Djoni menyatakan bahwa inventarisasi masyarakat terdampak harus segera dilakukan. Diskusi dengan tokoh adat, kaum, dan suku sangat penting dalam mengambil keputusan terkait penetapan lokasi resettlement.
“Keputusan lokasi harus didasarkan pada kesepakatan adat, kaum, dan suku,” tegasnya.
Djoni juga menekankan pentingnya partisipasi perantau dan masyarakat lainnya dalam proses resettlement. “Pemerintah diharapkan memfasilitasi pembangunan resettlement sesuai dengan kesepakatan yang telah dicapai oleh tokoh adat, kaum, dan suku,” ujar mantan Kepala Dinas Pertanian Provinsi Sumatra Barat ini.

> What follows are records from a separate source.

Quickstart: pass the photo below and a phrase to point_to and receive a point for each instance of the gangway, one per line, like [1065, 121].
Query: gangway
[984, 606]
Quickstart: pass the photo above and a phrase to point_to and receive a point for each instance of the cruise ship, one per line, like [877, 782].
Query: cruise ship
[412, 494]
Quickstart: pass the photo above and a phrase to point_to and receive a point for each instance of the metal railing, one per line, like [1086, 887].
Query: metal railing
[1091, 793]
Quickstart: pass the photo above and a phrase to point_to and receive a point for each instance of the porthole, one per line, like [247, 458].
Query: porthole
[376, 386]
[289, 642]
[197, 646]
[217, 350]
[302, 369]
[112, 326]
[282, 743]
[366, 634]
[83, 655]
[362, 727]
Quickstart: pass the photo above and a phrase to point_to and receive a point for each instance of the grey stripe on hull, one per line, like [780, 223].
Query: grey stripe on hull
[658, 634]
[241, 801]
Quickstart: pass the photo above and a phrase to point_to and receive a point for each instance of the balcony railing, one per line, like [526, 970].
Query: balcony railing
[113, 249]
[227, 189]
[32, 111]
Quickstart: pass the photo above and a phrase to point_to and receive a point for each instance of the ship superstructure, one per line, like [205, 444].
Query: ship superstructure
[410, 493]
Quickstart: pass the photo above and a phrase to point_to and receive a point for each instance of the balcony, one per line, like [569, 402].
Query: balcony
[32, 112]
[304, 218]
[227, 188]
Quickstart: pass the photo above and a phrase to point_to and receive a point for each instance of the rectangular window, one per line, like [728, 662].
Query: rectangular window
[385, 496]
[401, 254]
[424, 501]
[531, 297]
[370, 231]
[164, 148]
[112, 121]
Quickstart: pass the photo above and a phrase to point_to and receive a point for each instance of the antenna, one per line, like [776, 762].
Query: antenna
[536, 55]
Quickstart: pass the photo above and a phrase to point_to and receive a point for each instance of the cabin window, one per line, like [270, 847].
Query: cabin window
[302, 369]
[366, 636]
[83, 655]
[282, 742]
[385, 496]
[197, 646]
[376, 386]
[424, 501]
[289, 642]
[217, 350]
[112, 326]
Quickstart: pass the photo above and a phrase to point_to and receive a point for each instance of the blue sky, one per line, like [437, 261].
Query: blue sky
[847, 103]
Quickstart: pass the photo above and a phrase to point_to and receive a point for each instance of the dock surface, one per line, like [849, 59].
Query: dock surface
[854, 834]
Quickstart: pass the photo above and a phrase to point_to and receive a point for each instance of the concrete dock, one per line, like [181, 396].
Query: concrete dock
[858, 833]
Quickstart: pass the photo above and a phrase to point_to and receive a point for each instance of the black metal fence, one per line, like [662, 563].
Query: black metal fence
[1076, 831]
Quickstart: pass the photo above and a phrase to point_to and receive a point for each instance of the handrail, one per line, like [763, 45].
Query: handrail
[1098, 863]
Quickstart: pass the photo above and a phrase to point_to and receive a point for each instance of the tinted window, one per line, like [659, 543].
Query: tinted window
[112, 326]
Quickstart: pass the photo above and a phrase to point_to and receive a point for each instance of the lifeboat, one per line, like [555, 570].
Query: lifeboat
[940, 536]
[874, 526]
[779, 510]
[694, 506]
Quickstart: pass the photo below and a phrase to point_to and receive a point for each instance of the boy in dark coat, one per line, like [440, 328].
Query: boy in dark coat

Sementara itu, wartawan senior asal Sumbar, Hendra Makmur mengingatkan kembali tentang pentingnya UU No 24 Tahun 2007 mengenai Penanggulangan Bencana, yang mencakup beberapa aspek penting: Pencegahan Bencana, Kesiapsiagaan, Peringatan Dini, Mitigasi, Tanggap Darurat, Rehabilitasi, dan Rekonstruksi.
Hendra menekankan bahwa sering kali kita melupakan aspek pencegahan dan mitigasi dalam penanggulangan bencana, padahal kedua hal tersebut sangat penting untuk meminimalisir dampak bencana.
“Kita harus fokus pada pencegahan dan mitigasi untuk mengurangi risiko bencana di masa depan,” ujarnya.
Doktor tamatan salah satu perguruan tinggi di Jepang, Fadli Irsyad menekankan bahwa resettlement hanyalah solusi insidentil bagi korban galodo. Menurutnya, yang lebih penting adalah fokus pada adaptasi dan mitigasi untuk menghadapi kejadian serupa di masa depan.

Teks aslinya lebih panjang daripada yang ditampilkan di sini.